Twitty began by cutting the legs off his salamanders. The Italian scientist Lazzaro Spallanzani of Scandiano had discovered in 1768 that salamanders can regrow, should they need to, their legs and tails. Since then, thousands of the creatures have lost their legs to science. One luckless animal had a leg amputated twenty times – and grew it back each time. It is sometimes facetiously remarked among scientists that happiness is finding an experiment that works and doing it over and over again. Twitty, however, was more ingenious. As the stumps of his salamanders healed, and as their tissues reorganised into limb-buds, he once again put them to the knife. He then took the severed limb-buds of each species and grafted them onto the stumps of the other.

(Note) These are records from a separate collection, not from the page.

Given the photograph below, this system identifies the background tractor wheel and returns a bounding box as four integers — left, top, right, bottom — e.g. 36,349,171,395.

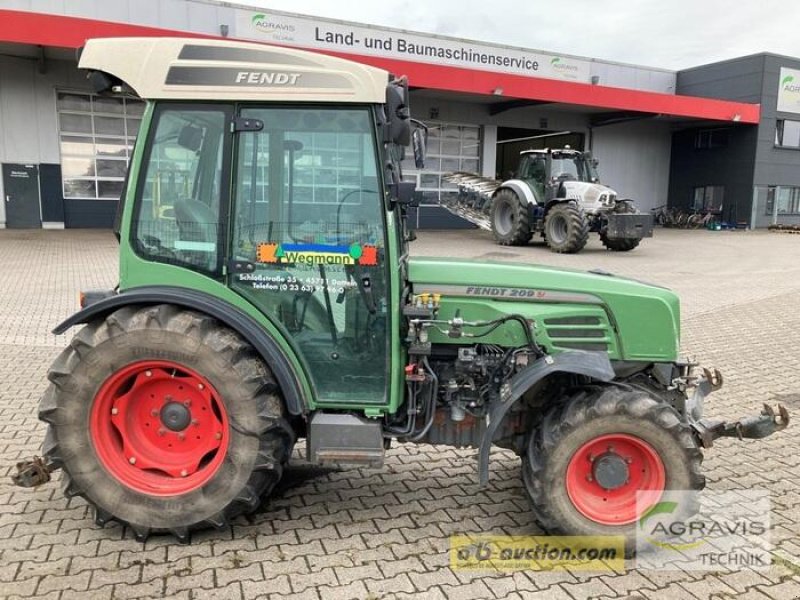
39,305,294,542
544,202,589,254
522,387,705,555
492,190,532,246
600,233,642,252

The question was, how big would the foreign limbs grow? There were, Twitty reasoned, two possibilities. As the grafted buds grew into legs, they might take on the properties of their host, or they might retain their own. If the first, then a spotted salamander limb-bud grafted onto a tiger salamander should grow into a hefty, tiger salamander-sized leg. Alternatively, the spotted salamander limb-bud might simply grow into the small leg that it usually does. The result would be tiger salamanders with three large legs and one tiny grafted one, and spotted salamanders with three tiny legs and one large grafted one – in short, lopsided salamanders.

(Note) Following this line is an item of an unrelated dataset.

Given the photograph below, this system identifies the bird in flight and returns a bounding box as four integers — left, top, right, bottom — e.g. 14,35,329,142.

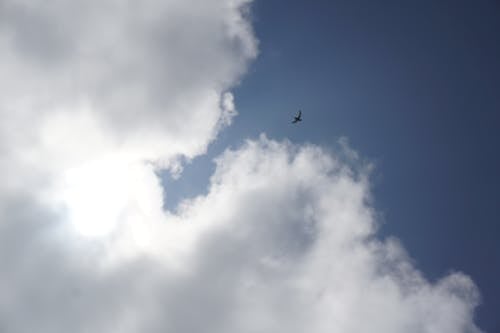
292,110,302,124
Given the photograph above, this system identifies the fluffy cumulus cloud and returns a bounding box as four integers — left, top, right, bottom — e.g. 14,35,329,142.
0,0,480,333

Twitty expected that the foreign legs would grow as large as the host salamanders’ normal legs. By the 1930s it was known
that hormones have an immense influence over human growth. One, produced by the pituitary gland, had even been dubbed ‘growth hormone’, and clinicians spoke of people with an excess or deficiency of this hormone as ‘pituitary’ giants and dwarfs. If tiger salamanders were larger than spotted salamanders, it was surely because they had more growth hormone (or something like it) than their smaller relatives. Foreign limbs should respond to the hormone levels of their hosts no less than ordinary limbs and should become accordingly large or small. The control of growth would be, in a sense, global – a matter of tissues being dictated to by a single set of instructions that circulate throughout the whole body.